Du hast aber einen schönen Teich!! Ich glaube, so klar kann das Wasser nur mit Bergwasser sein, oder?
Vorneweg: ich kann nur über "Beitrag zitieren" auf den vorletzten Beitrag antworten, oder??
Ich habe vielen alten Baumbestand und daher ist die Bachbreite begrenzt auf 25-45cm, stellenweise könnten es auch 60cm sein...und eigentlich sollte er eher flach sein,- welche Tiefe ist denn Minimum?
Und was meinst Du mit "Stolperkante"? Wie für eine Beetumrandung, wellenförmig aus Plastik? Oder doch lieber ein niedriger Erdwall mit Ufermatte? Und darunter Teichfolie aus dem Bach ziehen?( Wohl eher nicht, könnten die Pflanzen ja nicht wurzeln...)
Ach, sorry, dass ich so viele Anfänger-Fragen habe,- hoffe eines Tages auch schlaue Antworten geben zu können....bis dahin bin ich allerdings auf Eure guten Ratschläge angewiesen...
Grüße,
Monica


----------



## Gartenteichumbauer (27. Juni 2011)

*AW: Lebenstraum:kl Teich+Bachlauf*

Hallo Monica,

ich habe einen ca. 9 m Bachlauf. Ich nutze den Bachlauf als Pflanzenfilter und zur Versorgung des Teiches mit Frisch- oder Regenwasser.

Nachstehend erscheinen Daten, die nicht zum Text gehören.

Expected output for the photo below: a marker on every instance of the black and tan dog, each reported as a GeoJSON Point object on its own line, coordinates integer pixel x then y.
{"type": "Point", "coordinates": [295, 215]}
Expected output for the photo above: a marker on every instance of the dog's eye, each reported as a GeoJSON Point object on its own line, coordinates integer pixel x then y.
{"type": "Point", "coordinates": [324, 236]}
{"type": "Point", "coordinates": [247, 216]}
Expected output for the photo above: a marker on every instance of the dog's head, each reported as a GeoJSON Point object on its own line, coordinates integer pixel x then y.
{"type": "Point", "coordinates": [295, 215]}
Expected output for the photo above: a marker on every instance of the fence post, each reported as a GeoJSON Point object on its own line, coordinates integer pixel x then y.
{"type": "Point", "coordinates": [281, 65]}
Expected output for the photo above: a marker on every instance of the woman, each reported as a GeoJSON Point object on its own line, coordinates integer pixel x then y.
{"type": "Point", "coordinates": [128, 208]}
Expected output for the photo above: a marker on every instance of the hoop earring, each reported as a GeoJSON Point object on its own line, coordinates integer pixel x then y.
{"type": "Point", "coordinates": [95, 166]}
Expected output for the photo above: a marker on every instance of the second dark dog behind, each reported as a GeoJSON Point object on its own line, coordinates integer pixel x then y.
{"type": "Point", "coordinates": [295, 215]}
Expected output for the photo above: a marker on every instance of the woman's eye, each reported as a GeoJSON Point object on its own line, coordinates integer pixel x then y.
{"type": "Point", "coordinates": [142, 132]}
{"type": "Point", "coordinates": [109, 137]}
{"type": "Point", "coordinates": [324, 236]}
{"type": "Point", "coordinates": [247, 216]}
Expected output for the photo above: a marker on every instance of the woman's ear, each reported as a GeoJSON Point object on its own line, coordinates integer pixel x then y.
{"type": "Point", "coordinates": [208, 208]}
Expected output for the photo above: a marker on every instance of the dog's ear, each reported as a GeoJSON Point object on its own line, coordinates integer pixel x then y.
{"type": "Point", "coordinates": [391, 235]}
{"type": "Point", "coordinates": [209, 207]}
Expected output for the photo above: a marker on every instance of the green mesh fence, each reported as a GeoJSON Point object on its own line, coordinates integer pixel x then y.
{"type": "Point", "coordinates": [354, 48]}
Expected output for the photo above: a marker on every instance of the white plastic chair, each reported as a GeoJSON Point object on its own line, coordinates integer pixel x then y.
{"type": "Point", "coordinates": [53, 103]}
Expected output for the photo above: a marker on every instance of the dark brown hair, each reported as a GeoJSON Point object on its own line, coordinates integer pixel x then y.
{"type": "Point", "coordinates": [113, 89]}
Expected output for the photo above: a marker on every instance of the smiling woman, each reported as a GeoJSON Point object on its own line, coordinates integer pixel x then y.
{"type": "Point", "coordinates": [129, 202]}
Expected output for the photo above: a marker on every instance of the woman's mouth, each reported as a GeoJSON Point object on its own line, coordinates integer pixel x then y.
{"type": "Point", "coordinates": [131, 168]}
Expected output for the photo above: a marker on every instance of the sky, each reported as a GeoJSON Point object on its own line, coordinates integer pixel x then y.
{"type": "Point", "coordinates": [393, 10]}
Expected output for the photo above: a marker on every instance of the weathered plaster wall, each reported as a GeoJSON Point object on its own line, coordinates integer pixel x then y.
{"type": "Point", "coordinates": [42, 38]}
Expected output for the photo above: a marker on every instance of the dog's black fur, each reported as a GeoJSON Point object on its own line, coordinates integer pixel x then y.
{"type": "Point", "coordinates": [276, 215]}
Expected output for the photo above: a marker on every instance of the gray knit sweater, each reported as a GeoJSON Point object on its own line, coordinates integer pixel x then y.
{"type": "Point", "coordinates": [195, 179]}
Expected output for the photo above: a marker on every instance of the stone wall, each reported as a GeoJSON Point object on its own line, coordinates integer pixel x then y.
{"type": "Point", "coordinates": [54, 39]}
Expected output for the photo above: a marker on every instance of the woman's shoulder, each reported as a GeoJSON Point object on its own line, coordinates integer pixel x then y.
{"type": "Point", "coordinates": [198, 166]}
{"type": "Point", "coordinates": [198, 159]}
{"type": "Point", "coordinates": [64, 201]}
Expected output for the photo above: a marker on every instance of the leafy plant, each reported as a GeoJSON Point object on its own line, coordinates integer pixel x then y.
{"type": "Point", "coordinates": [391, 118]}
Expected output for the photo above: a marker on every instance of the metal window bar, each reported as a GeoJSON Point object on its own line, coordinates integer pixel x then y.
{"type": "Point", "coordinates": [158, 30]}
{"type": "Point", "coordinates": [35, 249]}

Dein Bachlauf würde 60-120 Liter aufnehmen. Das sind 10-20% Deines Teichinhaltes, also würde Dein Teich Ebbe und Flut haben.

Aus Diesem Grund empfehle ich Dir den Bach aus lauter Staustufen anzulegen. Somit erreichst Du, das immer Wasser im Bach ist und alle Wasserpflanzen gedeien ob die Pumpe an ist oder nicht. 
Der große Vorteil ist, dass Du z.b. nur 1 Liter hochpumpen mußt und es laufen alle Staustufen über und es entsteht der Eindruck, dass der Bach fließt (macht er aber nicht, Sondern die Staustufenbehälter laufen über). Somit brauchst Du viel weniger Wasser aus dem Teich zu pumpen und eine kleine Pumpe reicht aus. 
Wenn Du Deine Staustuffen üppig bepflanzt sieht der Bachlauf interessant aus und die Pflanzen bauen die Nährstoffe ab und Du hast einen schönen klaren sauberen Teich (Eben einen Teich mit einem ganz natürlichen Filter.) Weitere Technik brauchst Du Dir nicht anschaffen, da alles was die Plastekistenfilter machen durch die Pflanzen erledigt wird.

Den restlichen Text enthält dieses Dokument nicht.